Read Alain Bertaud's "The Costs of Utopia" to understand why the planned cities of the USSR actually consumed far more resources per unit of production than the free market, "automobility" cities of the rest of the world.

The trouble mostly is that enviro activists lack the intelligence to grasp the complexities of reality.

in most areas the only way

in most areas the only way rail "works"is commuter traffic to a central area. But even then its still subsidized by other taxpayers, I know of no transit system that is self supporting. Car travel on roads would be covered by the present gas taxes if the money would not be stolen to do other things with it.

The case of my area the only "central" area is downtown Chicago, which is in the next state. NW Indiana is not centralized and never was. So taxpayers are subsidizing the few thousand that go by train to Chicago to work. Transit is not terribly useful to anyone traveling inside NW Indiana. Most people don't want to live in a urban environment so roads should be the priority due to the FACT that MOST people use them.

Less then 1 percent of Americans use public transit on a regular basis, less then 5 percent have EVER set foot on public transit. But yet 25 percent of the federal transportation budget goes to transit. And they are mad they don't get more. I think the wrong group is mad about funding, it should be the 99 percent of people who drive.

Its time for the "good-doers" to stop screwing the public in their dreams of utopia and do what the people want for once. The general public is tired of a small group of people who think they know better then the rest of us, and think they should change a world that isn't that screwed up.

rail vs roads

What makes rail more "glamourous" vs the more useable roads for urban planners? Is it just the control they would have over people vs the freedom of the auto? Seems like it.

For many years, "planners" told people in my area, (NW Indiana) that adding lanes to the Borman expressway (interstate 80-94) would only create MORE traffic. Never mind that the expressway was already far beyond capacity as it was, let alone the future. Traffic congestion was far more then just rush hours.

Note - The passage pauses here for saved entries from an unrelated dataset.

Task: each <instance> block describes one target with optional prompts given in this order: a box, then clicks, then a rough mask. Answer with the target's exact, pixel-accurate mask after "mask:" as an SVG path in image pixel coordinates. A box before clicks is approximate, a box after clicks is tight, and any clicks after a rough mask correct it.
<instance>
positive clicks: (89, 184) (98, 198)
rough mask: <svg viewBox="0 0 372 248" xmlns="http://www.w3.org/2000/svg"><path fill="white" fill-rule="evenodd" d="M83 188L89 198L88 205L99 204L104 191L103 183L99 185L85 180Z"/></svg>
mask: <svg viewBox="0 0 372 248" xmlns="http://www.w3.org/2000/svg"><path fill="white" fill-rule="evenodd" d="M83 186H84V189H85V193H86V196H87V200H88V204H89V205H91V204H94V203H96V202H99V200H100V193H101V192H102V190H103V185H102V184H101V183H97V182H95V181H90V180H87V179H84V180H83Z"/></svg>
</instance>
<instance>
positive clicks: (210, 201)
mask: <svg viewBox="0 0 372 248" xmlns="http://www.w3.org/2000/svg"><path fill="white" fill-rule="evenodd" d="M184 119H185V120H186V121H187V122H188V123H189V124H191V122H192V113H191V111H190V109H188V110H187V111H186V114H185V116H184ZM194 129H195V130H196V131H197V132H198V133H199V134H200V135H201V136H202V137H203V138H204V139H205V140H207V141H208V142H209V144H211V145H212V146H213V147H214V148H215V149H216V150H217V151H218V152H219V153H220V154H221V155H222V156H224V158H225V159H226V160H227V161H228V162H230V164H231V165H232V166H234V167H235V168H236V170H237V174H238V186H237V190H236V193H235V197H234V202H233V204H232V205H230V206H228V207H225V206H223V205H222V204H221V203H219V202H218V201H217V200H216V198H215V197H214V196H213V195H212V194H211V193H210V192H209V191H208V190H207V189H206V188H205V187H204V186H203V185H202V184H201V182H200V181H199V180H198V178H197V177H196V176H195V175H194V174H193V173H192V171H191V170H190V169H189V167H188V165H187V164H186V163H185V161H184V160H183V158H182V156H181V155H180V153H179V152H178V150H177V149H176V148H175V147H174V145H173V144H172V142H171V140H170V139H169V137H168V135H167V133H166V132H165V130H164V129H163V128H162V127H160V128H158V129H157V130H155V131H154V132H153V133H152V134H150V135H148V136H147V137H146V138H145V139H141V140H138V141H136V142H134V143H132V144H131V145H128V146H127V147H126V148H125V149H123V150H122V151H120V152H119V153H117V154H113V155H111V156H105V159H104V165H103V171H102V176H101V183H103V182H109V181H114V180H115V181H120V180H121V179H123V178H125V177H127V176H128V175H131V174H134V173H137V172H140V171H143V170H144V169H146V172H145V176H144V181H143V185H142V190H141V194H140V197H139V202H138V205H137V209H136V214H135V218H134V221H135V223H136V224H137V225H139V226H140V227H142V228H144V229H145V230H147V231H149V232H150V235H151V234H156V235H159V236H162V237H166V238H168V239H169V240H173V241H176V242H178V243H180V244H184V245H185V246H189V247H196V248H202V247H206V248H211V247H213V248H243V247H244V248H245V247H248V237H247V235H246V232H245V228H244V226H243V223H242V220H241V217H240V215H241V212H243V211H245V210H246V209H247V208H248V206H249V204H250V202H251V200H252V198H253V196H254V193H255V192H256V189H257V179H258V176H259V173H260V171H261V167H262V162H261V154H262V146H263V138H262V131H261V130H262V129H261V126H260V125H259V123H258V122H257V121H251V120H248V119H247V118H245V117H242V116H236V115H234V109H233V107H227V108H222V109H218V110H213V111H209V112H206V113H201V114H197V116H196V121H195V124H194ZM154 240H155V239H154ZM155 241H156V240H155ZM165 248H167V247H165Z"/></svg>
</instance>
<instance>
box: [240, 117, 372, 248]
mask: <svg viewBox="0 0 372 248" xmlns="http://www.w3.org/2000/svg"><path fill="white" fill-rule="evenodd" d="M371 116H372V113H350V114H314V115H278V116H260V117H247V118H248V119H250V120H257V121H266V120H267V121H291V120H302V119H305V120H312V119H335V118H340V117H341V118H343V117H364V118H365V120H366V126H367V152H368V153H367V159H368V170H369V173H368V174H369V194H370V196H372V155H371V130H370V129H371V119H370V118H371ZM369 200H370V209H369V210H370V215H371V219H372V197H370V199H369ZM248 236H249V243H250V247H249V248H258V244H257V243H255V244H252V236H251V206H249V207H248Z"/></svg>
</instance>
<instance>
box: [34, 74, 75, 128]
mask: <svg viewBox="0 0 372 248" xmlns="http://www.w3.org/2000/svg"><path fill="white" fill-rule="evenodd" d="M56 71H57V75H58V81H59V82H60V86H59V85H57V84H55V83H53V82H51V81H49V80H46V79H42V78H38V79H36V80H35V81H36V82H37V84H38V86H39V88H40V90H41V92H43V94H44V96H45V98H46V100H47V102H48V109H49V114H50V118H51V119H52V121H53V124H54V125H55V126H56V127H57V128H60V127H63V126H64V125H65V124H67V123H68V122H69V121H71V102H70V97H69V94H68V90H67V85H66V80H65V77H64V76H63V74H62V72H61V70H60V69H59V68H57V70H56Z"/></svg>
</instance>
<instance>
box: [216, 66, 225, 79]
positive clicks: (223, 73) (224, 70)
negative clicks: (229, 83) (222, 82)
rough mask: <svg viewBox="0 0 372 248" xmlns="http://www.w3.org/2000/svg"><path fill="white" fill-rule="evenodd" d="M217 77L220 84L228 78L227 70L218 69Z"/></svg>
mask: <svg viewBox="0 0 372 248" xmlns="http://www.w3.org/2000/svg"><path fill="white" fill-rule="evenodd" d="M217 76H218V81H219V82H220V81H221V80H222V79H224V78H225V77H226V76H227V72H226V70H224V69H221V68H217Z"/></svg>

Finally the "planners" were ignored and the expressway was expanded! Now congestion is rare. There is now four lanes in each direction and flyovers on every interchange. Its nonsense to say you cannot build your way out of congestion. When that idea was planted in "planners" heads I don't know, but it needs to go. It has only made things worse in so many places in the US by giving up on building new roads. This expansion should have been built 15 years ago.

There is now finally serious talk about building another interstate in the south part of the county since the Borman is now landlocked. Traffic will one day fill the bigger Borman (note to planners, its going to increase even if you don't build anything). Will the "planners" and eco-nuts block this project long enough to recreate the congestion?

"Planners" in NW Indiana are far more interested in the South shore railroad expansion then roads even now. Never mind even the best projections show the South Shore serving a small fraction that the new interstate would serve, they think that should be done first. Why are we as taxpayer employing these people? They need to plan for what we need not what they want.